Page MenuHomePhabricator

Migrate analytics Airflow DAGs to k8s Airflow deployment
Closed, ResolvedPublic

Description

This Phab task describes proposed approaches to migrating the analytics Airflow DAGs to the analytics Airflow instance deployed in Kubernetes.

Terminology

an-launcher1002 - existing production Airflow instance, managed by Puppet.
airflow.wikimedia.org - The main Kubernetes Airflow deployment running analytics DAGs, the target of this migration
main-k8s - Equivalent to airflow.wikimedia.org
test-k8s - Kubernetes Airflow deployment we can use for testing

Known issues

(Some of these issues have been identified during prior testing of search DAGs and documented here)

  • Hive CLI is not available. If a DAG is using a BashOperator to run a Hive command line (e.g. to run CREATE TABLE commands), this will not work in Kubernetes deployment of Airflow.
  • refinery-drop-older-than script is not available
  • Access to all external links has to be through an Envoy sidecar host/port that will run alongside Airflow kubernetes pods. In short, due to networking security and firewalls that kubernetes pods run behind, accessing external URLs is prohibited by default. Since there are a number of scenarios where Airflow DAGs need to reach external URLs (sourcing HQL files hosted on gitlab.wikimedia.org, accessing meta.wikimedia.org web services, etc.), such DAGs will require modification to the URLs such that they are referencing not the original hostname/port combinations but a pre-determined http://envoy:port endpoint that replaces the specific original hostname.

This might require an additional Airflow library utility that would automatically convert an URL depending on whether Airflow is running within a Kubernetes context or not.

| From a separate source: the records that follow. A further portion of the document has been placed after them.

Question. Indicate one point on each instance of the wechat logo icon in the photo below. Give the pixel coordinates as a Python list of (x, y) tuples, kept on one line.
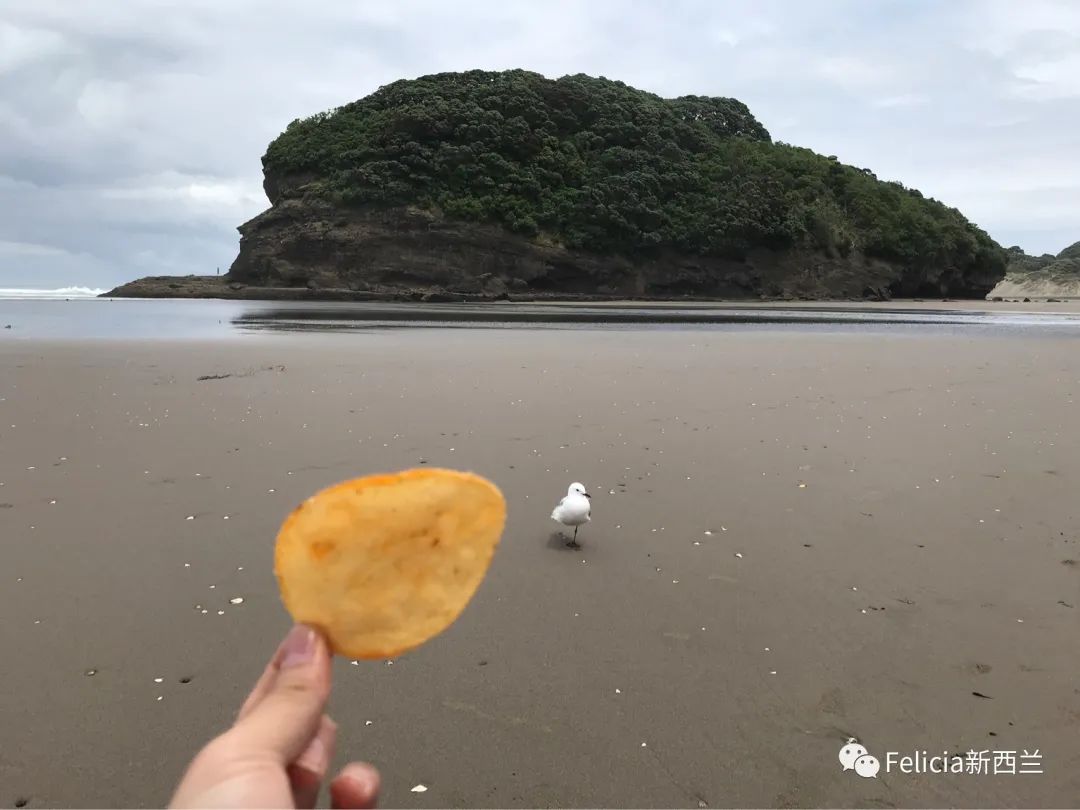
[(854, 757)]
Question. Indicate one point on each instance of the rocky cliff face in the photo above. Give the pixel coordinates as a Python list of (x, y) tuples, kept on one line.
[(309, 243)]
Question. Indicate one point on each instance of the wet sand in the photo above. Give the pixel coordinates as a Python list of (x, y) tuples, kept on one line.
[(904, 508)]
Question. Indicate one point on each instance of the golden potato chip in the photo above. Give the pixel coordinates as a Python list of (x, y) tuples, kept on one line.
[(383, 563)]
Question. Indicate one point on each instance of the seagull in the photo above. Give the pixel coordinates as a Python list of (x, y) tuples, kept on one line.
[(574, 510)]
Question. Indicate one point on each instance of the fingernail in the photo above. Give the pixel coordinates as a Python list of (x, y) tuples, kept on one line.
[(298, 647)]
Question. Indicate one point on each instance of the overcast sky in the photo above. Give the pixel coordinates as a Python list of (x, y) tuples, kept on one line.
[(131, 131)]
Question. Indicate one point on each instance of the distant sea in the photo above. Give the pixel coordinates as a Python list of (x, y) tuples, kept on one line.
[(44, 295), (75, 313)]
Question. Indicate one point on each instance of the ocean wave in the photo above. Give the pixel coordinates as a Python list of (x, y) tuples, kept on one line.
[(15, 293)]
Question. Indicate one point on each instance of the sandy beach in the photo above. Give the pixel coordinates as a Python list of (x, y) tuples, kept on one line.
[(797, 538)]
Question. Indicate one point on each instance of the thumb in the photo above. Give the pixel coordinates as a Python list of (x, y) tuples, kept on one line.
[(286, 718)]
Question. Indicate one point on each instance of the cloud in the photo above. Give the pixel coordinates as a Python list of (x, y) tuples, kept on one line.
[(133, 129)]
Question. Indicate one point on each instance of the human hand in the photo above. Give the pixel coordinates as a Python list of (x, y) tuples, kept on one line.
[(279, 750)]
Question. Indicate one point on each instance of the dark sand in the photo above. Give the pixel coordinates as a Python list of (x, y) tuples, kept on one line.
[(942, 477)]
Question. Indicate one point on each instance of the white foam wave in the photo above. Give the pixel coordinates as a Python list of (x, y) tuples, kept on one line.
[(14, 293)]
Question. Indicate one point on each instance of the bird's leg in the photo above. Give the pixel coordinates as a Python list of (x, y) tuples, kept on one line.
[(574, 542)]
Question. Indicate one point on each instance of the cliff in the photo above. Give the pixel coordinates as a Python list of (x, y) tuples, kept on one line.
[(502, 184), (1040, 278)]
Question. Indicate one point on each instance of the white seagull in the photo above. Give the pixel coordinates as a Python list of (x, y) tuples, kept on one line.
[(574, 510)]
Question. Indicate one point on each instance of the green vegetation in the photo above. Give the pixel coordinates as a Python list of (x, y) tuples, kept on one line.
[(1063, 267), (594, 164)]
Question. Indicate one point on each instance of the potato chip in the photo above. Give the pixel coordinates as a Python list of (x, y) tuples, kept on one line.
[(382, 564)]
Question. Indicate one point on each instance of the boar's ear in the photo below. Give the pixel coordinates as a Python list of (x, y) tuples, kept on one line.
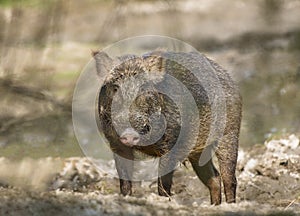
[(103, 63)]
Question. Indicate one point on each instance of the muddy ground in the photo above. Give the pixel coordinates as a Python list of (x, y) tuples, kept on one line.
[(268, 184)]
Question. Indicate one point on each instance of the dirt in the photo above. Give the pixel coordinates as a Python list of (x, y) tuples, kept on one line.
[(268, 184)]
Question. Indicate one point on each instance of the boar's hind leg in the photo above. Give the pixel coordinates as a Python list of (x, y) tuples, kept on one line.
[(209, 175), (165, 184), (125, 171), (165, 175)]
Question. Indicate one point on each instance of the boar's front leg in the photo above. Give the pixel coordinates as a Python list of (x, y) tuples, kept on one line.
[(165, 175), (124, 167)]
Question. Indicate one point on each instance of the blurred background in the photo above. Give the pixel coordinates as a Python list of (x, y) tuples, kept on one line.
[(44, 45)]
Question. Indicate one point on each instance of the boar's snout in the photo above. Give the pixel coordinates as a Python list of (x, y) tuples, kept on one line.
[(130, 137)]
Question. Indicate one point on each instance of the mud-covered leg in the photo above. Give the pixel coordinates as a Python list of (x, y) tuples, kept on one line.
[(210, 177), (165, 184), (125, 170), (227, 163), (165, 175)]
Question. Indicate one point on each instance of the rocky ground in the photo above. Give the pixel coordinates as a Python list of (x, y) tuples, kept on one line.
[(268, 184)]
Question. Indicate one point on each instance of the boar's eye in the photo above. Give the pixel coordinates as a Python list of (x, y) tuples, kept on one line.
[(145, 129)]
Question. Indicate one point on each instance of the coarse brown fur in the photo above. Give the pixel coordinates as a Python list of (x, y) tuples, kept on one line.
[(150, 101)]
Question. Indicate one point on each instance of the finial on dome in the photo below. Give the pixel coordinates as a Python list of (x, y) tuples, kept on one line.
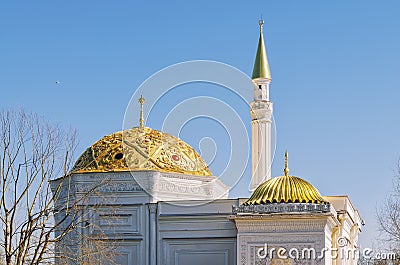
[(286, 170), (141, 120)]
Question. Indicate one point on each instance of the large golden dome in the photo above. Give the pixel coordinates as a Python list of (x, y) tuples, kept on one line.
[(141, 148), (285, 189)]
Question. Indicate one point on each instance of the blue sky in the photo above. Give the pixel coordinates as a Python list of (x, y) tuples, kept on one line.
[(334, 66)]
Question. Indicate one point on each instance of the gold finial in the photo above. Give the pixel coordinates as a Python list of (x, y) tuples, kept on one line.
[(286, 170), (141, 102), (261, 23)]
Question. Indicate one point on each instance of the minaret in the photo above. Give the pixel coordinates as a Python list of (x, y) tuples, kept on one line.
[(261, 116)]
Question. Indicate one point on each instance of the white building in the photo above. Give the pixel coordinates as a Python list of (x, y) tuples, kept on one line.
[(141, 171)]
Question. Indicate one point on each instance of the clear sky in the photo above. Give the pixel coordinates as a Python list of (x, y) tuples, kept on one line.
[(335, 69)]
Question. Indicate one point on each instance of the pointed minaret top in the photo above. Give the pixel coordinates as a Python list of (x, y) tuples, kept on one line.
[(261, 66), (286, 170), (141, 119)]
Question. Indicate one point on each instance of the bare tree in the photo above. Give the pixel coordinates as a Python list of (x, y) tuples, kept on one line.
[(389, 220), (33, 152)]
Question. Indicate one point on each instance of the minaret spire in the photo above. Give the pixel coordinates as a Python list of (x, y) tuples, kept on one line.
[(261, 115), (141, 119), (286, 170), (261, 66)]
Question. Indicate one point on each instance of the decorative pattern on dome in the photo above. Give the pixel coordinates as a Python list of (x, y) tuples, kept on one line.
[(285, 189), (141, 148)]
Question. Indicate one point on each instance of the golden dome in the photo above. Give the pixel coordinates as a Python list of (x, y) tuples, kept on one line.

Note that we already have a function that provides that information, so implementation should be relatively trivial.

Testing in test-k8s

One important issue to consider when testing DAGs in test-k8s is to ensure all outputs are going into a designated temporary namespace/table/DB that will not interfere with production data/results. Special care should be given to making sure that no data/output being written is going to interfere with production data.

  • If a DAG is running a SQL query, ensure that destination_table parameter is replaced with some pre-determined temporary table
  • If a DAG is exporting to Apache Druid, ensure that the target druid_datasource is a temporary one
  • Etc.

Most of these configuration settings are available as DAG properties/variables, and so the goal should be to limit changes to these properties and refrain from modifying the Airflow operators or HQL files directly. If that's not possible, then we should take the opportunity to fix the issue and extract the destination paths into a DAG variable.

General approach

While tests performed on a Kubernetes-provided Airflow instance so far have been fairly extensive and encompassed most of the existing usage patterns, we should nevertheless ensure that each DAG we are migrating has been positively tested to properly run at least once before we commit to migrating to production.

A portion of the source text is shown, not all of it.